“寻常六阶神,甚至无敌者,在你面前确实与蝼蚁无异。”
她的语气陡然转厉,杀意如同实质的寒潮,席卷火海:“但正因如此,你更该死!若是放任你成长,假以时日,必成本座心腹大患,乃至遗祸无穷!”
“今日,既入此生死擂,便注定了你我之间,必有一人陨落!纵使你很难杀,但本座只需斩你十次、百次、千次!直至将你从这时空源界,彻底……抹去!”
“咻!”
话音未落,绯烟尊者素手一翻,一柄通体如烟似雾,似真似幻的细长宝剑,已然无声无息地出现在她掌中。

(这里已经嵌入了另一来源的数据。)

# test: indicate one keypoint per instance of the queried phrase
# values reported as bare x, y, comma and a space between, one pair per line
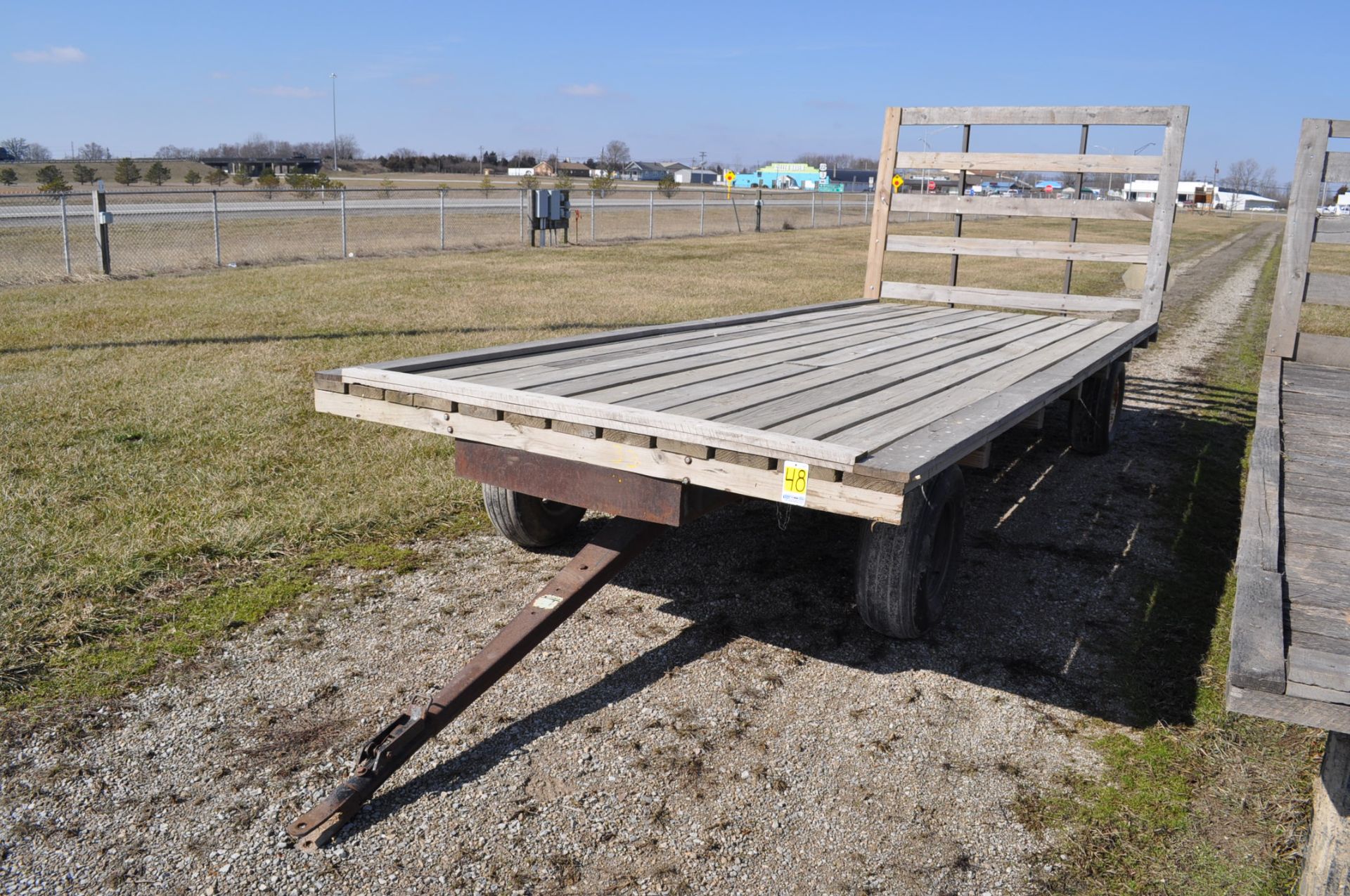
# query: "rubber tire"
529, 521
1094, 415
896, 589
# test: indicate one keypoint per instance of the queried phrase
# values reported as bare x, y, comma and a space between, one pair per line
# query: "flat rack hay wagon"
864, 408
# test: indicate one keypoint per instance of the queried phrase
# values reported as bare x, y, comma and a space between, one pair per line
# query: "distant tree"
603, 184
56, 186
269, 181
158, 173
667, 186
126, 173
615, 157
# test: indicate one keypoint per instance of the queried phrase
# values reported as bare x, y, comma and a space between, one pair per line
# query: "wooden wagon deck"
1291, 624
873, 396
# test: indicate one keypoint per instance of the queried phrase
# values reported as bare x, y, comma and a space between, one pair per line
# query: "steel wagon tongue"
864, 408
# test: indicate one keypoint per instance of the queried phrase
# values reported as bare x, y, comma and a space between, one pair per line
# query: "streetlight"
334, 77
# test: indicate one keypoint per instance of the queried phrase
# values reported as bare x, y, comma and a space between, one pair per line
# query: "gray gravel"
716, 721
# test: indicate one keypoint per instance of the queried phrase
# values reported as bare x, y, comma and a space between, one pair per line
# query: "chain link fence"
51, 238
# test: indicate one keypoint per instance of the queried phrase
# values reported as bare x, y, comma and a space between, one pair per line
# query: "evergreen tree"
157, 174
126, 173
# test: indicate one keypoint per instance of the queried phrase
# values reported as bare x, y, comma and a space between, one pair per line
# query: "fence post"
215, 223
65, 234
101, 228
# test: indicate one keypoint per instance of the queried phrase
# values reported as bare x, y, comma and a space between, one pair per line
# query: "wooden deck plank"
750, 356
989, 297
1001, 205
943, 441
670, 393
895, 424
1078, 252
908, 385
733, 343
836, 391
522, 350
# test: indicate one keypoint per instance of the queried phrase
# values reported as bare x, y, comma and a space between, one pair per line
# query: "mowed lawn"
167, 478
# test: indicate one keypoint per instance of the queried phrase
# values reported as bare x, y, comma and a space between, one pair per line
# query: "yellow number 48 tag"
794, 482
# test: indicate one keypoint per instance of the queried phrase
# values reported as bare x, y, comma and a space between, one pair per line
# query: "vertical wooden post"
342, 208
1292, 280
882, 208
215, 223
1326, 862
65, 234
101, 227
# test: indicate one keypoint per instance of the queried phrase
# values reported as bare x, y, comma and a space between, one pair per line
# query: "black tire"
1094, 415
904, 573
529, 521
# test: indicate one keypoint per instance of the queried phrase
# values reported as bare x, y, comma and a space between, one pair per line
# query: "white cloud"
289, 93
584, 89
58, 56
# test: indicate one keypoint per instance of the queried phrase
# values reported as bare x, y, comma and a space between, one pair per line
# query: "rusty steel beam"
612, 550
613, 491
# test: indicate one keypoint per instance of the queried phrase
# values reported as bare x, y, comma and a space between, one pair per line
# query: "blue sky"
742, 83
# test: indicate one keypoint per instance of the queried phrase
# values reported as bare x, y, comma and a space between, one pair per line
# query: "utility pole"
334, 79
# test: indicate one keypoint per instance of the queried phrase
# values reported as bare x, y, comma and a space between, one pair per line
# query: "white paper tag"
794, 482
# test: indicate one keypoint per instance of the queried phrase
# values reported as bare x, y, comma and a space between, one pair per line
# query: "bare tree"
615, 157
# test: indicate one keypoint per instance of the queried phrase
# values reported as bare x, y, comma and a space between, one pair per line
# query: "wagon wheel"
1094, 413
529, 521
904, 571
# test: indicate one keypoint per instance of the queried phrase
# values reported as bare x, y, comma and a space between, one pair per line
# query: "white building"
1197, 192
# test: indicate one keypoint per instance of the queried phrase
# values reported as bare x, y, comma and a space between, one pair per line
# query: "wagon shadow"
1087, 583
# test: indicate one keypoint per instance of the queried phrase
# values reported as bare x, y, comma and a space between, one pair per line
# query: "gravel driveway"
716, 721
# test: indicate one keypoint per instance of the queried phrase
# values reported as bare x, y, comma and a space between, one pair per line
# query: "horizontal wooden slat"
1337, 169
1099, 209
823, 491
1028, 162
1328, 289
1005, 299
1037, 115
474, 355
1124, 253
941, 443
1332, 351
1333, 228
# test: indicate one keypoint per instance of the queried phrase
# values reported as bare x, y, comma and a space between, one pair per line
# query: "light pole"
334, 79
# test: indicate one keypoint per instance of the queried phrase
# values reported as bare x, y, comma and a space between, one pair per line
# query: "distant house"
254, 167
643, 171
551, 169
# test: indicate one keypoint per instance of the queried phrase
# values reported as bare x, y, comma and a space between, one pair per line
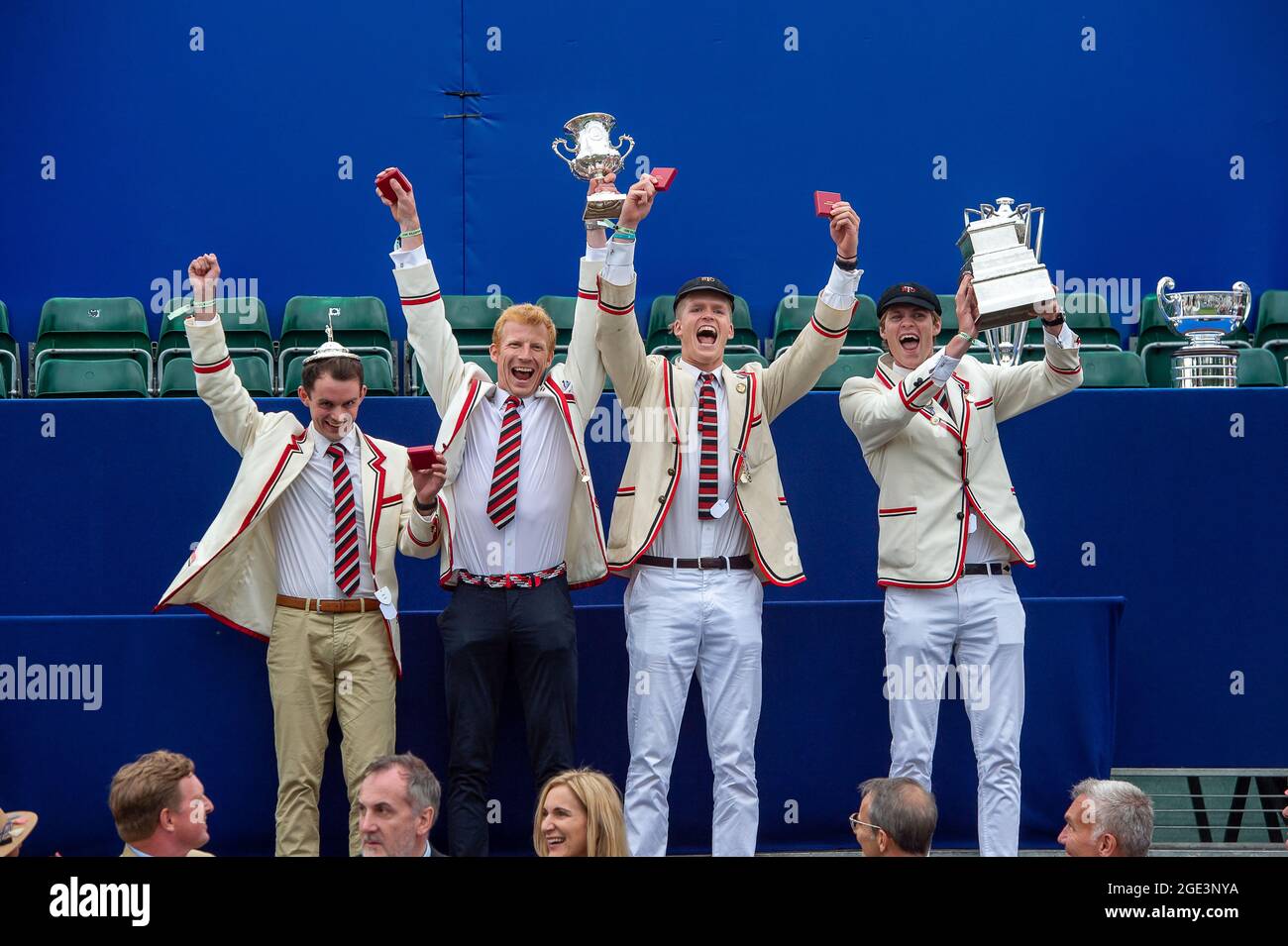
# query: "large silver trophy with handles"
1009, 277
1203, 318
595, 156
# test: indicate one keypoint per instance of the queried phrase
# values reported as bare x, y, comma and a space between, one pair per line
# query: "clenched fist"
845, 231
639, 201
403, 209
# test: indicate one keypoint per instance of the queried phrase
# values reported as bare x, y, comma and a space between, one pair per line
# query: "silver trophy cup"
1203, 318
1009, 278
595, 156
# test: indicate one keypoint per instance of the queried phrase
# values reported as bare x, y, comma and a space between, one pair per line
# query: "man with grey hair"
397, 807
896, 819
1108, 819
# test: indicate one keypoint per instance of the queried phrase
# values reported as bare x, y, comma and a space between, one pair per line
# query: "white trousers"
979, 620
681, 620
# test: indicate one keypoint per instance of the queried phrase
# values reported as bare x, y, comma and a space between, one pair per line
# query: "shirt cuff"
619, 265
1064, 340
841, 286
408, 258
944, 368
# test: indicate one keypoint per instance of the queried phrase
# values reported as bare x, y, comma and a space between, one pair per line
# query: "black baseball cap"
702, 283
909, 293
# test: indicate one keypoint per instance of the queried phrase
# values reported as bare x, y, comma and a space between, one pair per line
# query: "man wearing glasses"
896, 819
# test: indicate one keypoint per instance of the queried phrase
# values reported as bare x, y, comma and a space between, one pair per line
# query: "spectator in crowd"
397, 807
160, 807
1108, 819
580, 815
897, 817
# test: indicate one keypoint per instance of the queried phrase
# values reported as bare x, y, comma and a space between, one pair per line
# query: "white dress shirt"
536, 537
684, 536
303, 523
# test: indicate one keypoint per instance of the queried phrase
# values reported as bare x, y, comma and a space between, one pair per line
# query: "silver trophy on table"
1009, 277
1203, 318
595, 156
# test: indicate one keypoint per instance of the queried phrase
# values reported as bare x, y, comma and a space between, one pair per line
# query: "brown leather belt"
329, 606
987, 568
715, 563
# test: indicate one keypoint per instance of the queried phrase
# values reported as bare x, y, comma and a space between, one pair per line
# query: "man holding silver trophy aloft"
951, 527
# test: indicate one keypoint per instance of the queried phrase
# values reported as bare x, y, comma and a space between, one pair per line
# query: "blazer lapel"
738, 400
373, 467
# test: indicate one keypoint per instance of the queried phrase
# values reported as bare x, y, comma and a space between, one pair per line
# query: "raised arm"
618, 335
236, 413
1025, 386
428, 331
585, 368
799, 368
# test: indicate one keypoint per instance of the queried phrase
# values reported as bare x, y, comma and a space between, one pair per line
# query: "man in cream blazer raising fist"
949, 530
301, 555
700, 521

剑身透明,仿佛由最纯净的混沌气流凝聚而成,剑锋之处,空间自然呈现出被细微切割的扭曲波纹。
此剑一出,擂台内的肃杀之气骤增百倍!
“烟罗……剑域。”
绯烟尊者轻吟一声,手中烟罗剑微微一震。
“嗤嗤嗤!!!”
刹那间,无穷无尽的、细若牛毛、色如淡烟的剑气,自剑身迸发,如同决堤的星河,又似爆发的烟海,瞬间充斥了生死擂台的每一寸角落!
剑气无处不在,无孔不入,它们并非简单的能量切割,更蕴含着一丝“烟霞”的缥缈与“寂灭”的真意。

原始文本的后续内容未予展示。